Wenn sich die Beckenbodenmuskulatur überspannt, entstehen leicht Schmerzen ähnlich einem diffusen Ziehen der Nerven, nervalen Überreizungs- oder Druckgefühls sowie Brennens im Beckenbereich. All diese diffusen Störgefühle bis hin zu Schmerzen sind – wenn keine entzündlichen Prozesse vorliegen – häufig die Folge einer zu massiven Spannung der Beckenmuskulatur und der assoziierten Muskeln.

Durch gezielte myofasciale Muskel- und Dehntechniken lassen sich diese Probleme normalisieren. Gezieltes Erlernen der Entspannung der Beckenbodenmuskulatur gehört ebenso zur dieser Therapie. Die Behandlung sollte zu Beginn zwei bis drei Mal wöchentlich von einem Osteopathen durchgeführt werden. Im Verlauf der Behandlung erlernt der Patient Techniken und Übungen, um selbständig weiterzuarbeiten.

Entspannungstechniken (z. B. Yoga, oder Psychotherapie) und gezielte körperliche Aktivität (Physiotherapie) unterstützen den Therapieerfolg. Reizstromtherapie und Biofeedbackbehandlung können unterstützend bei einzelnen Patienten sinnvoll zum Einsatz kommen.

Medikamentöse Behandlung

Pflanzliche Präparate enthalten einen Komplex aus Hyaluronsäure, Kürbissamen, Weihrauch und Sand-Strohblume.
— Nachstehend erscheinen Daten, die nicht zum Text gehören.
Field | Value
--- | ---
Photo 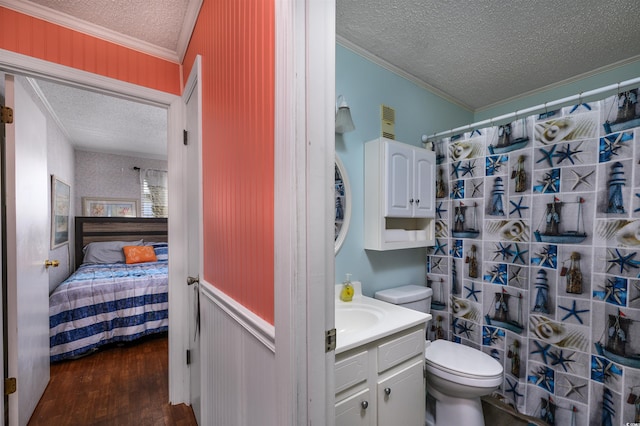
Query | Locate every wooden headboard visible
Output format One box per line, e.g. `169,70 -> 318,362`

75,216 -> 169,268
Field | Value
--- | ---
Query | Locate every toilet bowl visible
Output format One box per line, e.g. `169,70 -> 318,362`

375,285 -> 503,426
425,340 -> 503,426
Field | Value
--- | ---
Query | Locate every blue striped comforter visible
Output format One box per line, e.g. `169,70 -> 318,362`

49,261 -> 169,362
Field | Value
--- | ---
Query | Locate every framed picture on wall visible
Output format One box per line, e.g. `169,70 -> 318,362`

82,197 -> 138,217
51,175 -> 71,249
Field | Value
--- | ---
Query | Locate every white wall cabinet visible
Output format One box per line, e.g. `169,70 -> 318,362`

364,138 -> 436,250
335,324 -> 426,426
Angewendet wird das Medizinprodukt in Zäpfchenform.

Hyaluronsäure soll die Gewebeelastizität erhöhen und dadurch die Einwanderung von Zellen, wie Makrophagen und Fibroblasten, erleichtern. Sie sollen dafür sorgen, dass sich das das druck- und schmerzempfindliche Gewebe im Beckenbereich regenerieren kann.
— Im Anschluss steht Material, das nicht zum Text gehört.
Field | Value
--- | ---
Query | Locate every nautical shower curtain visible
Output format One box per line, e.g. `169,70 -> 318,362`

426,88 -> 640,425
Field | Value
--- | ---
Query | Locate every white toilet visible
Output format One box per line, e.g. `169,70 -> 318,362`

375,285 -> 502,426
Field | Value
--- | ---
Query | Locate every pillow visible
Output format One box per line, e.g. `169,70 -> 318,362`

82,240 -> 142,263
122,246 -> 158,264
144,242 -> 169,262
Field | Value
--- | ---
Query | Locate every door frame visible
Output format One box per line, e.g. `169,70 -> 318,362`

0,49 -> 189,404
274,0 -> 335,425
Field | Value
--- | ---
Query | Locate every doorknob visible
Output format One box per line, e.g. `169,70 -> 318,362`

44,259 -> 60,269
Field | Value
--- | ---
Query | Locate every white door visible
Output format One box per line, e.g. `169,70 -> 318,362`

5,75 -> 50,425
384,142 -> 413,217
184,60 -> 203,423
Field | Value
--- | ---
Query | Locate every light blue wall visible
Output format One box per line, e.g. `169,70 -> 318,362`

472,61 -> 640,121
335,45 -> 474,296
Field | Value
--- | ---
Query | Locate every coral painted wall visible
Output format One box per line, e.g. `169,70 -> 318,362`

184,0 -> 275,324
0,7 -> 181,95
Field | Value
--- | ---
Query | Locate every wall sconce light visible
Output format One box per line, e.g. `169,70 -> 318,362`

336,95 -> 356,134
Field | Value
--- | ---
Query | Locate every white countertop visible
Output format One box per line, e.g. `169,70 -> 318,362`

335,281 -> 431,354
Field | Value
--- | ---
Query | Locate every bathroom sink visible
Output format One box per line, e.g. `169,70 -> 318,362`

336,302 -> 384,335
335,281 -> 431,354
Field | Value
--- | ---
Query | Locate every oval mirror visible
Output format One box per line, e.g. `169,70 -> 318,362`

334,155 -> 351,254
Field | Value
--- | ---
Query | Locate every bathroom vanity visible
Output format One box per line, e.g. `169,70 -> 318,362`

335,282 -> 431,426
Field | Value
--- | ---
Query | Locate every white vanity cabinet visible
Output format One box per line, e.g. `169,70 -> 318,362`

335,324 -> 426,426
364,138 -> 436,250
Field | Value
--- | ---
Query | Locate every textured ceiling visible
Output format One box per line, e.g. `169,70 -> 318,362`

Die lokale Therapie wird als initialer Behandlungszyklus für mindestens 30 Tage empfohlen. Es sollten pro Tag ein Zäpfchen bevorzugt abends vor dem Schlafengehen eingeführt werden.

Weiterhin können entzündungs- und schmerzhemmende Medikamente – sogenannte nichtsteroidale Antirheumatika (NSAR) wie Ibuprofen, Diclofenac oder Etoricoxib – zeitweilig zur akuten Linderung der Beschwerden eingesetzt werden.

Psychologische Therapie

Es gibt Hinweise darauf, dass die Persönlichkeitsdimensionen und psychische Strukturen bei dem Krankheitsbild cBSS eine große Rolle spielen.

Insgesamt zeigten sich die cBSS-Patienten bei einer psychosomatischen Stichprobe (2015) hinsichtlich der gemessenen Persönlichkeitsaspekte nicht auffällig gegenüber den jeweiligen Normstichproben. Allerdings offenbart sich ein Zusammenhang zwischen der Steuerungsfähigkeit in Beziehungen sowie der subjektiven Schmerzwahrnehmung.

Diese Ergebnisse können die Betrachtungsweise des psychosozialen Faktors („P“ im UPOINT-System) mit Hinblick auf die psychodynamischen bzw. persönlichkeitsbezogenen Aspekte erweitern.

Insbesondere Subgruppen und Risikofaktoren müssen noch identifiziert werden, die dann für die Entwicklung von Indikationskriterien für eine spezifische psychologische Therapie genutzt werden können. Patienten mit cBSS können von einer Psychotherapie profitieren, insbesondere im Hinblick auf die subjektive Schmerzwahrnehmung.